Additional buildings on George Street, Upper Kirkgate, Loch Street and Gallowgate provide a further 90,000 sq ft of retail and ancillary space, and 6,300 sq ft of office space.

The average annual footfall to Bon Accord shopping centre was 15 million visitors before the coronavirus pandemic.

Azets said: “A diverse range of retail, hospitality and business tenants are based in the Bon Accord Shopping Centre and include a wide range of national high street retailers, specialist shops, restaurants, cafés and administrative businesses.

The joint administrators are encouraging interested parties to make contact as soon as possible and have appointed specialist commercial property agent Cushman & Wakefield to manage the sale process.

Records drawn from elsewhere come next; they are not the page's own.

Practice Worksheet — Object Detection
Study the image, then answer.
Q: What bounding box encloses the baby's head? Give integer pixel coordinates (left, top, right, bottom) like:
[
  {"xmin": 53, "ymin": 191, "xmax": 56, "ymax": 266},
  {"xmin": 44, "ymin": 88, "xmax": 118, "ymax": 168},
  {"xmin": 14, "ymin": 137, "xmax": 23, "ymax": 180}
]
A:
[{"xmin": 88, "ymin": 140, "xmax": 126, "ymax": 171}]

All centre management employees are being retained following the appointment of the administrators.

James Fennessey, restructuring partner at Azets, said: “Bon Accord shopping centre and the St Nicholas Centre, which merged with the Bon Accord in 2020, are long-established and retail centres with a very strong brand name and awareness across the north of Scotland.

“They have consistently attracted and retained a wide range of quality retail tenants over the years, and regularly draw hundreds of thousands of visitors every year. The contribution of the Bon Accord to the economy of the north-east is significant and the centre is as much a social hub and focal point for the city as it is a retail centre. We will now quickly stabilise the trading position and wish to reassure tenants, shoppers and stakeholders that it is very much business as usual.”

He added: “We are keen to try and find a buyer promptly.”